How could I not forever love Joan Didion? She is a prose goddess who is prepared to burn down every single America's sacred political temples. She takes no prisoners. Reagan is an empty shirt who can hit a mark. George Bush, Sr. Boring. The Clinton campaign? Bottom-feeding, focus-grouped idiots. George W. Bush? A pandering fool for Christ. And I think she actually liked most those politicians as people.

Joan saves her hottest anger for when she is writing about the opinion makers, the political journalist, etc. (I honestly think whenever she switches gears from politicos to the hacks, she puts away the ink and starts to write with blood); and those back-room attorneys plotting Clinton's demise or Clinton's campaign, and the absolute buffoons who try to keep us up-to-date on the horse race of the campaign. That special class of idiots who type the narrative we are supposed to ingest about the moral failings, the moral resurrection, the need for morality in our politicians. She hates them all. It is a delicious thing to watch. The closest emotion I can point to is that feeling I get when I watch Dexter or Hannibal cut up and eat one of their righteous kills. It both disgusts and thrills me.

And yes. Certainly. Didion is part of the game. She is part of the narrative makers she bitches about. However, she is a wiser Buddha, a cooler Jesus, a Moses who can really kick political ass.
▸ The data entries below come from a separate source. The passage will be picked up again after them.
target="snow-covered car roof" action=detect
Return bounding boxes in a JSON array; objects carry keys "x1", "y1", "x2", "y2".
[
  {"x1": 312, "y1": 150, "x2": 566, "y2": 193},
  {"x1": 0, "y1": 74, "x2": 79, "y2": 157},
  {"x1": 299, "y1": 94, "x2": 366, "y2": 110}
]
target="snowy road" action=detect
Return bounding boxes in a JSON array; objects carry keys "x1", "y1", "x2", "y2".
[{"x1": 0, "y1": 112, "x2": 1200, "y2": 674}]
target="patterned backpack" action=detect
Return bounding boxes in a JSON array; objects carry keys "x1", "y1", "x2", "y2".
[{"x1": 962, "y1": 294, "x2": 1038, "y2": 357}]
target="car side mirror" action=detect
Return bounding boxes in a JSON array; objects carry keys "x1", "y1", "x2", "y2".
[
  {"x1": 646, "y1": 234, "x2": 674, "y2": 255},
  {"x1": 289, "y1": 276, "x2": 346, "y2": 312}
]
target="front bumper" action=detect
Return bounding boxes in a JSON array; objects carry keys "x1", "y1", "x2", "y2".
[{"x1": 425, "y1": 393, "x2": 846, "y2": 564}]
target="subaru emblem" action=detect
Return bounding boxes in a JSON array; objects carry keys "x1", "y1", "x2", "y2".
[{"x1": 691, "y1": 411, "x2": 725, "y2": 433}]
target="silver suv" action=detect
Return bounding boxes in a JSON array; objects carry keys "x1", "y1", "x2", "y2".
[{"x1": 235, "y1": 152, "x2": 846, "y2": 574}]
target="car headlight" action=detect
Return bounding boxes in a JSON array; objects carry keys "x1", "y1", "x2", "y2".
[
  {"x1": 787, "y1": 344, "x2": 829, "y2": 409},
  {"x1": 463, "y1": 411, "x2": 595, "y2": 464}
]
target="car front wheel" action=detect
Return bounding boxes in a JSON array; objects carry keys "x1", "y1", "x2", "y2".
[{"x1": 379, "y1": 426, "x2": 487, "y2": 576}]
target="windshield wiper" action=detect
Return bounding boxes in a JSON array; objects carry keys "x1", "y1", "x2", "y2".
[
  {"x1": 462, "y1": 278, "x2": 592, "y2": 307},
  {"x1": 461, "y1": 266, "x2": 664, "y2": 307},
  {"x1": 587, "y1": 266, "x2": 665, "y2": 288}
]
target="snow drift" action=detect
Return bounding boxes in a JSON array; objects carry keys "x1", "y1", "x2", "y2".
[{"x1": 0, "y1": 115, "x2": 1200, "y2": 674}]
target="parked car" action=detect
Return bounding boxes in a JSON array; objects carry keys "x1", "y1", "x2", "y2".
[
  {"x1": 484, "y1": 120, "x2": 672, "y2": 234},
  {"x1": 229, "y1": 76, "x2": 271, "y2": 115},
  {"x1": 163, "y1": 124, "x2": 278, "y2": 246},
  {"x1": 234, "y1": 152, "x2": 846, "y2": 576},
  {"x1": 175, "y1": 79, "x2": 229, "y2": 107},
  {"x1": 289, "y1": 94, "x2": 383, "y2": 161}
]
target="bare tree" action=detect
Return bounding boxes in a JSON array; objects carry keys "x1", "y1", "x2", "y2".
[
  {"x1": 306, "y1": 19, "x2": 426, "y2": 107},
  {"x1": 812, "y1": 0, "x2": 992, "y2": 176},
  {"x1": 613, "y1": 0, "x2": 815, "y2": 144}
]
If I could with ease, hand out to a handful of my favorite writers the secret of eternal life, I would save an early vial for Queen Didion. I can't imagine a written world without her wit, her sideways shivs, her beautiful prose. A political year with out Didion is a political theatre I don't want to watch.

Anyway, this book is made up of eight articles and a forward:

1. Insider Baseball, New York Review of Books, Oct 27, 1988
2. The West Wing of Oz
3. Eyes on the Prize, New York Review of Books, Sep 24, 1992
4. New Gingrich, Superstar
5. Political Pornography
6. Clinton Agonistes, New York Review of Books, Oct 22, 1998
7. Vichy Washington
8. God's Country, New York Review of Books, Nov 2, 2000

Read them. Read them all. We have started a brand new election year and among all the bullshit and political noise, it helps to have a lighthouse, a golden goddess to guide one through the darkness of spin, Luntzcraft and massaged messages to light, truth, and damn good prose.